Nwavguy did a good job on the O-* family of products, but he kinda looses...objective marks when he suggests he has reached some kind of performance sweet-spot where anything worse is a "compromise" and anything better is "needlessly good".
This is precisely the crux of the matter. If you go down the road of "good enough" then there's absolutely no need to stop at the O2. Pretty much anything will do the trick. Just use your headphone output on your laptop or MP3 player and stop wasting your time on here
Tangible proof of what the human ear is capable of hearing is obtainable, you just haven't taken the trouble to obtain it.
No... this is absolutely not true. I don't think you properly understand how these tests are run. I've participated in them, and been involved in the crunching of data, and I can assure you that the results are
not scientific proof. They are at best a vague estimation of what the general public is capable of hearing and that's not a legitimate test as far as I'm concerned.
Let's consider an anecdote for fun:
I task you with telling me how fast a human can possibly run 100m. As a response, you gather 50 random people you find on the street, get them to run 100m, and report back that the fastest a human can run 100m is 13.8 seconds. Do you think that's true? Let's say I tell you to try harder, and instead of 50 random people, you collect 50 pretty solid athletes. Now your result is 11.1 seconds. Is that true? let's say you're even more clever, and you tell me that the fastest man on earth is Usain Bolt and he can do it in 9.58 seconds. Can you say with 100% certainty that he is the fastest man on the face of the planet?

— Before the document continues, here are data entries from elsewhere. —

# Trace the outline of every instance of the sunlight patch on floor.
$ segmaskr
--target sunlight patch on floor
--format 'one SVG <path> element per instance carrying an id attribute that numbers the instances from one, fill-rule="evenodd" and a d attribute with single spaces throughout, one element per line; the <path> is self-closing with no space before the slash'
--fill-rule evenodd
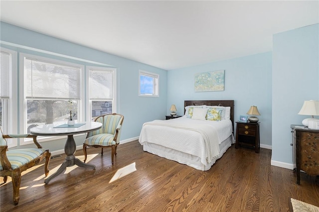
<path id="1" fill-rule="evenodd" d="M 116 171 L 113 177 L 112 178 L 109 183 L 111 183 L 119 179 L 121 177 L 128 175 L 129 174 L 132 173 L 136 171 L 136 168 L 135 167 L 135 162 L 131 163 L 130 165 L 128 165 L 126 166 L 119 169 Z"/>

Maybe he's just the fastest man we know about to date.
The problem with people making claims about A/B testing is that it's just like the first part of my example above, except instead of 50 people you have more like 2 or maybe 6. That's not a big enough cross section to draw a scientifically significant conclusion, and it's certainly not enough data to make a wild claim like "nobody can hear the difference between an O2 and a Benchmark". It may have been true for the two or three people in the test, but that doesn't make it a universal truth, or a scientific fact.
@opc: So do you hear a difference between the wire and the o2 in a blind, level-matched comparison, if so what do you hear, what do you think it is in the measurements and what headphones did you use?
With my Denon AH-D2000 phones the answer is no... I cannot tell them apart reliably in an AB test.
With my HE-6 phones, I can reliably tell them apart at higher levels. The Wire is significantly better at higher output levels, especially in the lower registers.
Would I make the statement that nobody can tell them apart based on the above? No... that's very presumptuous.
Back to the main topic... the OP asked if there was an amplifier available with superior measured specifications to the O2, and indeed, there is. Perhaps he wants to listen to both and draw his own conclusions about what he feels is "good enough" for him. After all, it will be different for everyone.
I suggest everyone here try the same thing and decide for yourself. That's why we're on here to begin with isn't it?